Rodrigues Daniela, Kreif Noemi, Darzi Ara, Barahona Mauricio, Mayer Erik
Department of Surgery & Cancer, NIHR North West London Patient Safety Research Collaboration, Institute of Global Health Innovation, Imperial College London, London, UK.
The School of Pharmacy, Department of Pharmacy, The CHOICE Institute, University of Washington, Seattle, Washington, USA.
Health Econ. 2025 Oct;34(10):1943-1962. doi: 10.1002/hec.70014. Epub 2025 Jul 17.
In the English National Health Service, most patients can use an online platform to send a written request to the practice, in addition to calling or visiting the practice in person. However, there are concerns that the availability of an online access route to primary care can adversely impact healthcare provision for older or lower socioeconomic groups. To examine those concerns, we explore the differential timing of online platforms' implementation between 2019 and 2020 across 289 practices covering over 2.5 million patients in North West London. We find no evidence of an impact of the online access route on age and socioeconomic-related inequity in synchronous interactions in primary care, but observe an increase in all interactions in this setting and in some cases, a small reduction (worst case, no changes) in unplanned hospital care. These findings suggest that having an online access route to primary care can improve the provision of healthcare services, at no detriment to patients from older and lower socioeconomic groups.

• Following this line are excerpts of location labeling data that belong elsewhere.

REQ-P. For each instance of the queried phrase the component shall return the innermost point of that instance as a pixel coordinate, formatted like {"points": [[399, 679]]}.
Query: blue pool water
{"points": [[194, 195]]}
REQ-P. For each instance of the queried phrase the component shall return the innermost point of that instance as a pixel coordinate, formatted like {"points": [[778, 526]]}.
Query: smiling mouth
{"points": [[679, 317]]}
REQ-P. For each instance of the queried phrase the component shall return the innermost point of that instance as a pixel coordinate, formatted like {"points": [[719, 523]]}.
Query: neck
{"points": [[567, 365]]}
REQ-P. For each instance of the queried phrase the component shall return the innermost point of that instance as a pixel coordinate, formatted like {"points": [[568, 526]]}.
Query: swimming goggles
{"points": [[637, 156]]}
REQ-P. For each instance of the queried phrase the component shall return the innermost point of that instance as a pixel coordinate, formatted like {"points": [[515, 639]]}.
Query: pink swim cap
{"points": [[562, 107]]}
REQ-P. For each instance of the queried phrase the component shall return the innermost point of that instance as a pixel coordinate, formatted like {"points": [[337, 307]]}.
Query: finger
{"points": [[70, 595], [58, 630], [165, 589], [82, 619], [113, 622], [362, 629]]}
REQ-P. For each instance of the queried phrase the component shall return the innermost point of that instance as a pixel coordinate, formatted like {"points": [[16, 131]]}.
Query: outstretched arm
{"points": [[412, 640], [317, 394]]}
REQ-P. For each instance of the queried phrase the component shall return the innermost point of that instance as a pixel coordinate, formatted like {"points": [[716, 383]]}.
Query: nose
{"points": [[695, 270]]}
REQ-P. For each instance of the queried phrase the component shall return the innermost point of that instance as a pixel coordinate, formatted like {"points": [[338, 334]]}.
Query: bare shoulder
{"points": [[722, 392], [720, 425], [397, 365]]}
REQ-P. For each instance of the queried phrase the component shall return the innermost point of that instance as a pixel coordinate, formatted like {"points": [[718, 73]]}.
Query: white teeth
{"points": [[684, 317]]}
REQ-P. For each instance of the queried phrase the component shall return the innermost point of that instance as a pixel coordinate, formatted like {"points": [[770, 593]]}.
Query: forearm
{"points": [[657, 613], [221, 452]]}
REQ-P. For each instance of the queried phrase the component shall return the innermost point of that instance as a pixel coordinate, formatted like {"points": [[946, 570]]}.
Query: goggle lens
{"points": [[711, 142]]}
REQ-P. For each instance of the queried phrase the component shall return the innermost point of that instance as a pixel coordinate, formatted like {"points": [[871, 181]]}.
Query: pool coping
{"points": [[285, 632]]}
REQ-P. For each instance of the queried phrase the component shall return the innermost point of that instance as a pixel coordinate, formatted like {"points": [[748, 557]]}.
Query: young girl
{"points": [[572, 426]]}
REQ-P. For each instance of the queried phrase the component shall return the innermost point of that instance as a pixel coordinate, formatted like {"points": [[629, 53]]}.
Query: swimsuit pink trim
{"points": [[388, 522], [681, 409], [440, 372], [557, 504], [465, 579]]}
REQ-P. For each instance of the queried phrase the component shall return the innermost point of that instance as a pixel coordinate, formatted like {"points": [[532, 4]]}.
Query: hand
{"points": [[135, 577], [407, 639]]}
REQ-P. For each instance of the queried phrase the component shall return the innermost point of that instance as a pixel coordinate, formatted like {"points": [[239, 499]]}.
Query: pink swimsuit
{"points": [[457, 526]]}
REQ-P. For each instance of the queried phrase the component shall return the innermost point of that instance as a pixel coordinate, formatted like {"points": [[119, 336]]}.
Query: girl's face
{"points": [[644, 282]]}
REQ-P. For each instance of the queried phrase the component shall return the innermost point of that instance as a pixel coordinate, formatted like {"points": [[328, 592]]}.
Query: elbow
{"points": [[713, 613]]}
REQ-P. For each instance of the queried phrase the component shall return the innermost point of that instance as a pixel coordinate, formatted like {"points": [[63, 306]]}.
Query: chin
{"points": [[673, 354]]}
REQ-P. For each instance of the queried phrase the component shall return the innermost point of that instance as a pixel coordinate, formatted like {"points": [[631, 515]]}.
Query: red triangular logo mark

在英国国家医疗服务体系中,除了亲自致电或前往诊所外,大多数患者还可以使用在线平台向诊所发送书面请求。然而,有人担心通过在线途径获取初级医疗服务可能会对老年或社会经济地位较低的群体的医疗服务提供产生不利影响。为了研究这些担忧,我们探讨了2019年至2020年期间伦敦西北部289家诊所(覆盖超过250万患者)实施在线平台的不同时间。我们没有发现在线途径对初级医疗同步互动中与年龄和社会经济相关的不平等产生影响的证据,但观察到这种情况下所有互动都有所增加,在某些情况下,非计划住院治疗略有减少(最糟糕的情况是没有变化)。这些发现表明,通过在线途径获取初级医疗服务可以改善医疗服务的提供,而不会对老年和社会经济地位较低群体的患者造成损害。